In an optical pickup used in an optical disk device, etc., in the case where an objective lens is moved in the tracking direction, a light spot is moved on the surface of a photosensitive element, which gives rise to off-set errors in the focusing error detection signal. In order to avoid it, various sorts of optical systems have been proposed. FIG. 4 shows various sorts of such prior art optical pickup optical systems
In FIG. 4, reference numeral 10 indicates the center line, around which the optical disk is rotated, and 20 represents a line in the radial direction on the disk. In the optical system indicated in 4(1) a beam splitter 12 is used instead of a prism and astigmatism is produced by a cylindrical lens 14. Reference numeral 11 is a laser light source; 13 is a minor for bending a light beam coming from the beam splitter at a right angle to lead it to a recording track on the disk; 15 is a convex lens for increasing the magnification for the received light; and 16 is a photosensitive element. An objective lens is disposed between the mirror 13 and the disk.
The optical system indicated in FIG. 4(2) is an optical system, in which a half mirror 22 is used as the beam splitter and a new astigmatism is synthesized by means of a cylindrical lens 24. Reference numeral 21 is a laser light source; 23 is a mirror for bending a light beam coming from the beam splitter 22 at a right angle to lead it to a recording track on the disk; 25 is a convex lens for increasing the magnification for the received light; and 26 is a photosensitive element. An objective lens is disposed between the mirror 23 and the disk.
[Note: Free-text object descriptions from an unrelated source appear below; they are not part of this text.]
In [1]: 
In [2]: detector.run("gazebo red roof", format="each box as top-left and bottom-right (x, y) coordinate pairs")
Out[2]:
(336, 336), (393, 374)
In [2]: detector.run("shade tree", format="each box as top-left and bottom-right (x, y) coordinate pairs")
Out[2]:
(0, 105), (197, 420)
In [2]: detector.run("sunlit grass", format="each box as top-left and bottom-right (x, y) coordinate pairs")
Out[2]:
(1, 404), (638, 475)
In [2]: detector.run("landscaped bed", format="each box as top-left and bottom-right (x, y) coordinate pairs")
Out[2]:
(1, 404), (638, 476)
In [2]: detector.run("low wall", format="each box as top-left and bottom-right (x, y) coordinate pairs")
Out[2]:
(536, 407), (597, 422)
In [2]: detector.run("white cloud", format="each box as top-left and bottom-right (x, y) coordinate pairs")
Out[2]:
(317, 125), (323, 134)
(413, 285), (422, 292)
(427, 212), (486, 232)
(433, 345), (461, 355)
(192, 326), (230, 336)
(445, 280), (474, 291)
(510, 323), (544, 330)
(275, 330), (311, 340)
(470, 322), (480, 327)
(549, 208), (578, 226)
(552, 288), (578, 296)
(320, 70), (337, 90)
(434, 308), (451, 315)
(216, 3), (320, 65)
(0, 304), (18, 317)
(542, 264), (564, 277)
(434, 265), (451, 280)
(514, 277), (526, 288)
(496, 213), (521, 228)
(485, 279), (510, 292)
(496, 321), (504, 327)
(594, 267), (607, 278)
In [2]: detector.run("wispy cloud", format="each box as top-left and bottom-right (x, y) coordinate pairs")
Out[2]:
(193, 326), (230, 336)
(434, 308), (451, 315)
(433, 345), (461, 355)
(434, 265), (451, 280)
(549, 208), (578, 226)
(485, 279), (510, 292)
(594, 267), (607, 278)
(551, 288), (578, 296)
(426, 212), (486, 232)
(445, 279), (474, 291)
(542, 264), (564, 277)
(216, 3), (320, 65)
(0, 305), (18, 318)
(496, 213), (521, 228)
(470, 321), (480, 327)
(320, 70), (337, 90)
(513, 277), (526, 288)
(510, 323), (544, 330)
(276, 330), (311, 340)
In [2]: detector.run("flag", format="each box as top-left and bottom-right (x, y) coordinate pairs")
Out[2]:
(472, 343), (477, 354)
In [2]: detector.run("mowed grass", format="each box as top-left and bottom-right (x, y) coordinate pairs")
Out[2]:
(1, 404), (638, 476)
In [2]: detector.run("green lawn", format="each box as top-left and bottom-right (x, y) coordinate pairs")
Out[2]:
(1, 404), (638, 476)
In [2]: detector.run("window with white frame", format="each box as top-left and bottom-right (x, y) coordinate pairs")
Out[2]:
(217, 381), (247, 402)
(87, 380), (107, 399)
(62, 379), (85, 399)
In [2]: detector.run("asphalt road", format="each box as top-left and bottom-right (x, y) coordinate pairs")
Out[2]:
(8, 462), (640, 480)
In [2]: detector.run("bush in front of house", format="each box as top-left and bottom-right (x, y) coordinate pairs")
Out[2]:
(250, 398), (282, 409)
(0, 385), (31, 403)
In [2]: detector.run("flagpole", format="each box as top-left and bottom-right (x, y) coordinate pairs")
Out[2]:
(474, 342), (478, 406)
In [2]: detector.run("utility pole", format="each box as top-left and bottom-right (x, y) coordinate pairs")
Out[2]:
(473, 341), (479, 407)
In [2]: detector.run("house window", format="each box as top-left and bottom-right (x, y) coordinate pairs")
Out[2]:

The optical system indicated in FIG. 4(3) is an optical system, in which a half mirror 32 is used as the beam splitter and the optical axis connecting 32 is used as the beam splitter and the optical axis connecting this beam splitter 32 with a photosensitive element 36 is inclined by several tens of degrees (e.g. 45) with respect to the objective lens drive direction for the tracking. The beam splitter 32 constitutes astigmatism generating means. Reference numeral 31 is a laser light source; 23 is a mirror for bending a light beam coming from the beam splitter 32 at a right angle to lead it to a recording track on the disk; 35 is a convex lens for increasing the magnification for the received light; and 36 is a photosensitive element. An objective lens is disposed between the mirror 33 and the disk.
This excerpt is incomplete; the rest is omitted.